Why Self-Rising Flour Should Be Your Go-To For Fluffy Homemade Biscuits

The perfect scratch-made biscuits have a delicate balance of airy, fluffy goodness but are hearty enough to stand up to toppings like gravy or a healthy slathering of butter. But how is this soft yet tender bite achieved when making biscuits in your own kitchen? We like to turn to the experts to find out. "Self-rising flour is your shortcut to biscuit success," Joy Wilson, the pro baker and cookbook author behind Joy The Baker, told Tasting Table. According to Wilson, since self-rising flour is typically made of soft wheat flour that already contains leavening agents (usually baking powder) and salt, it gives your biscuits what she describes as a "tender crumb, consistent rise, [and] fewer measuring cups." 

Chemical leavening agents such as baking soda or powder are key to getting a puffed buttermilk biscuit with a tender inside, but the type of flour you use makes a difference, too. Soft wheat flour in most self-rising flours is composed of about 8.5% protein, which is less than hard wheat flours (usually 10 to 14% protein), best for bread-baking and developing structural integrity via gluten and yeast. When used in more delicate bakes like biscuits or cakes, a softer wheat plus leavening gives you the fluffy, light texture you need, without being too heavy or dense.

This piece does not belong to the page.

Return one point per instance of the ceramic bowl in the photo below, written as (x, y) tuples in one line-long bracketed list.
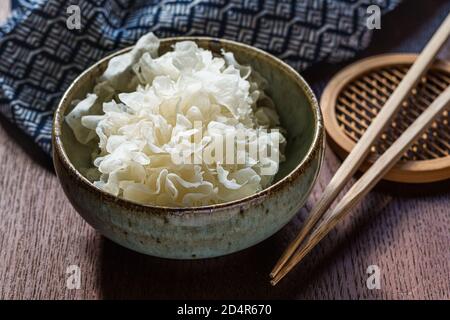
[(207, 231)]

More convenient tips for baking the best biscuits

A classic fluffy Southern biscuit recipe might call for adding in leavening agents and salt in addition to all-purpose flour, but many are designed with self-rising flour, so you don't have to measure out all three ingredients separately. Wilson notes this is "especially handy when you're still on your first cup of coffee and want biscuits yesterday" — and we couldn't agree more. The right combination of soft self-rising flour and leavening salt, combined with forming the dough and incorporating liquid dairy and small, cold pieces of butter, will help make sure your biscuits come out nice and flaky and tender.

If you don't have self-rising flour, you can make your own blend with flour, baking powder, and salt, and keep it on hand for moments when you want to throw together a quick drop biscuit dough with just three ingredients. Just note, if you're using all-purpose flour you have in the pantry, it usually contains a middle ground between soft and hard wheat around 11% protein (which is part of what makes the flour so versatile in a variety of baking applications). So, you'll probably need to add extra milk or water to the mix, since all-purpose flour has a higher protein content than self-rising, and absorbs water at a greater rate.